Gramsci e gli anni della sua prigionia nel carcere fascista, Gramsci e il Cremlino, Gramsci e Togliatti sono temi intriganti, per certi versi inestricabili, come lo sono un po’ tutti i temi impastati di grandi passioni e grandi tragedie politiche, ma proprio per questo destinati a tenere banco nell’opinione pubblica ogni volta che vengono appena sfiorati. Basta solo farvi cenno e subito si riaccende l’interesse per la vicenda di uno dei padri fondatori di quello che allora si chiamava il Partito comunista d’Italia. Tradito anche dai suoi compagni di partito? O forse lui e i suoi compagni, Togliatti in testa, sono stati semplicemente vittime delle macchinazioni fasciste? E il Cremlino? Quale fu il ruolo del Cremlino?

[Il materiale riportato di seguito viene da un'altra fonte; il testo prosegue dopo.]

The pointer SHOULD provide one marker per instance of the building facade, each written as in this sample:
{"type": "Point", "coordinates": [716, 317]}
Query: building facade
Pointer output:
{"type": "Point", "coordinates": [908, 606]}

Francamente sono storie che non mi affascinano più di tanto. Trovo anzi piuttosto strano che, parlando di Gramsci, ci si distragga su queste storie, anziché guardare all’attualità sorprendente, paradossale, addirittura sinistra di uno dei suoi concetti più noti: l’egemonia. Per spiegarmi su questo punto, la prendo un po’ alla larga.
Per Gramsci, è noto, la rivoluzione si sarebbe dovuta realizzare soprattutto come “riforma intellettuale e morale”. L’egemonia politica e sociale andava dunque conquistata, non più con l’eliminazione dell’avversario politico, bensì portando quest’ultimo al “suicidio”. Come ci ha insegnato Augusto del Noce, a partire dall’attualismo gentiliano, Gramsci cerca di portarne a compimento i presupposti immanentistici e di realizzare così la rivoluzione di cui, a suo avviso, la cultura italiana aveva bisogno. La scuola diventa non a caso uno dei campi di battaglia privilegiati. Se Gentile, a tal proposito, resta titubante di fronte al “blocco” rappresentato dalla Chiesa cattolica, Gramsci non sembra avere esitazioni di sorta. Scrive: “Una delle maggiori debolezze delle filosofie immanentistiche in generale consiste nel non aver saputo creare una unità ideologica tra il basso e l’alto, tra i ‘semplici’ e gli ‘intellettuali’… Questa debolezza si manifesta nella questione scolastica, in quanto dalle filosofie immanentistiche non è stato neppur tentato di costruire una concezione che potesse sostituire la religione nell’educazione infantile, quindi il sofisma pseudo-storicistico per cui pedagogisti areligiosi (aconfessionali), e in realtà atei, concedono l’insegnamento della religione, perché la religione è l’infanzia dell’umanità che si rinnova in ogni infanzia non metaforica”.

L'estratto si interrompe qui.